# Milo!



## ocalapilot (Mar 19, 2020)

Hello everyone, this is my first post here. I walk my cat on a leash and enjoy taking pictures of him while I do it.

Then I played around with photoshop to enhance them.





























Sent from my iPhone using Tapatalk


----------



## Derrel (Mar 19, 2020)

What a cool cat you have! I like the photos too!


----------



## snowbear (Mar 19, 2020)

KITTEH!


----------



## Jeff G (Mar 19, 2020)

Nice enhancements!


----------



## Jeff15 (Mar 20, 2020)

Nice set.......


----------



## ocalapilot (Mar 20, 2020)

Derrel said:


> What a cool cat you have! I like the photos too!



He’s a Mokave Jag cat.
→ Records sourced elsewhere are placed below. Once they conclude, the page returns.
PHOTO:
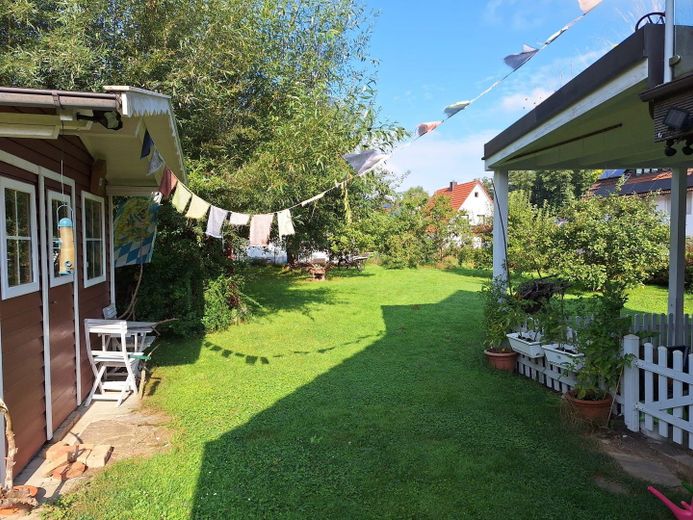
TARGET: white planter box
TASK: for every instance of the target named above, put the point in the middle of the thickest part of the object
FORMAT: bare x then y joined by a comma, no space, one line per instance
531,349
563,359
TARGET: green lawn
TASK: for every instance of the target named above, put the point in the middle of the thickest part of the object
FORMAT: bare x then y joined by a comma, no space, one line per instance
365,396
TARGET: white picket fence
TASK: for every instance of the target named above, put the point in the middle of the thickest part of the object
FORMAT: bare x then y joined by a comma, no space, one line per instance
656,392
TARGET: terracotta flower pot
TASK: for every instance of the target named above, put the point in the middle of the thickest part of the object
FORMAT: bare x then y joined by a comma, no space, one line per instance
19,491
595,411
502,360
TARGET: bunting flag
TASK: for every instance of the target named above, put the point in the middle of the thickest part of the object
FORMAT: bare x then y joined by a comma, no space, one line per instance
363,162
215,222
168,182
198,208
453,109
424,128
134,231
155,163
587,5
239,219
515,61
313,199
260,228
147,143
181,197
285,224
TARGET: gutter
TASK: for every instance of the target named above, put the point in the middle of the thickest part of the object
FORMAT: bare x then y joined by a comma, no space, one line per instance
58,99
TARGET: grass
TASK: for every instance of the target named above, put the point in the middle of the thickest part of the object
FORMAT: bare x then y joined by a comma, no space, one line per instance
362,397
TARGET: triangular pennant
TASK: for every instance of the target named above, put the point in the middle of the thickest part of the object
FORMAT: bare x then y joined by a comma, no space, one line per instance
451,110
363,162
515,61
147,143
424,128
155,163
587,5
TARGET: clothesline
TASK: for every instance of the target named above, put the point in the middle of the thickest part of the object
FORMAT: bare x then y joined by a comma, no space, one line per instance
361,162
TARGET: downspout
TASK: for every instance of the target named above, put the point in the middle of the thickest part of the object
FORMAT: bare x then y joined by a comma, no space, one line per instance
669,22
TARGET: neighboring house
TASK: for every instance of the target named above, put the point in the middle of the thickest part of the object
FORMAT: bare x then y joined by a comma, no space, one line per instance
646,181
470,197
77,149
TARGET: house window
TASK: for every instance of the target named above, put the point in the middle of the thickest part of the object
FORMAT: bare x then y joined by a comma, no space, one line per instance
94,242
58,204
19,244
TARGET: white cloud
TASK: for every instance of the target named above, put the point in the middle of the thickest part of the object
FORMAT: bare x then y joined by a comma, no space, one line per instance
434,161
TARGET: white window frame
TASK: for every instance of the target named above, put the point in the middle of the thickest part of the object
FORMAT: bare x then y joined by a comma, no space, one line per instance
27,288
66,199
88,282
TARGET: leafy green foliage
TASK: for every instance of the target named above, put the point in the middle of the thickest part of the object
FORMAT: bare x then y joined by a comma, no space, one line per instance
531,232
500,314
600,340
618,240
553,188
268,94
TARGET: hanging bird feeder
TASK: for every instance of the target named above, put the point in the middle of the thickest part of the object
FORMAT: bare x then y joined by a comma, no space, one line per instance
66,242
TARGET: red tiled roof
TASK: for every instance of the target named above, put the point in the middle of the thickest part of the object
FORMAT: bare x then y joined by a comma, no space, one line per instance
458,194
642,183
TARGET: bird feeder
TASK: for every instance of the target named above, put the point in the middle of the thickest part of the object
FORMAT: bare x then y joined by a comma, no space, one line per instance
65,244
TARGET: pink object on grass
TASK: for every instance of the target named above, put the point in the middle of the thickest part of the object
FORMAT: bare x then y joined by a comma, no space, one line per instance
682,514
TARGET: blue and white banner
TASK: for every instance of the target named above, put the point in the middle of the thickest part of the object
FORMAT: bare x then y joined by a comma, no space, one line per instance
134,231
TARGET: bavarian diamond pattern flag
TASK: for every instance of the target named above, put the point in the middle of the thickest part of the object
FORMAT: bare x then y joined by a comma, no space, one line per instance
134,231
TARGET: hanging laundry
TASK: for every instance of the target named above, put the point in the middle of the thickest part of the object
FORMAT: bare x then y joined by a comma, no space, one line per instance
515,61
587,5
365,161
168,182
198,208
313,199
260,228
155,163
215,222
147,143
239,219
181,197
286,225
424,128
451,110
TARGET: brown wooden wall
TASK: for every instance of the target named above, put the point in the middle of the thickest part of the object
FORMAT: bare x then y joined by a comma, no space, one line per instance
21,317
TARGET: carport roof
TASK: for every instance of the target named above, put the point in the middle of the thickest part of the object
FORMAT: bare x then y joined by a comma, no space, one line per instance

He’s definitely more unique as a cat than I am as a photographer. 

He likes to climb the trees when I take him for a walk.






























Sent from my iPhone using Tapatalk


----------



## ocalapilot (Mar 20, 2020)

He thinks he’s a dog.













Sent from my iPhone using Tapatalk


----------



## K9Kirk (Mar 21, 2020)

Back in the Cheech & Chong day you didn't need Photoshop to see cats like that. 

Nice set ... nice set.


----------



## Winona (Mar 24, 2020)

I like 1 and 6. Enjoyed all of them. Cool cat.


----------



## ocalapilot (Mar 25, 2020)

Winona said:


> I like 1 and 6. Enjoyed all of them. Cool cat.



Those are on the top of my list too. Thanks for the comment.


Sent from my iPhone using Tapatalk


----------



## terri (Mar 25, 2020)

He's a great looking cat!  Post pics of Milo anytime.   

He is clearly a great companion.


----------



## ocalapilot (Mar 20, 2021)

Hope you’re all doing well.

Here’s a few more pics of Milo in action!


Sent from my iPhone using Tapatalk


----------



## K9Kirk (Mar 20, 2021)

I do believe that Milo just may be the coolest kitty on four paws. Give him a pat on the head for me, would you?


----------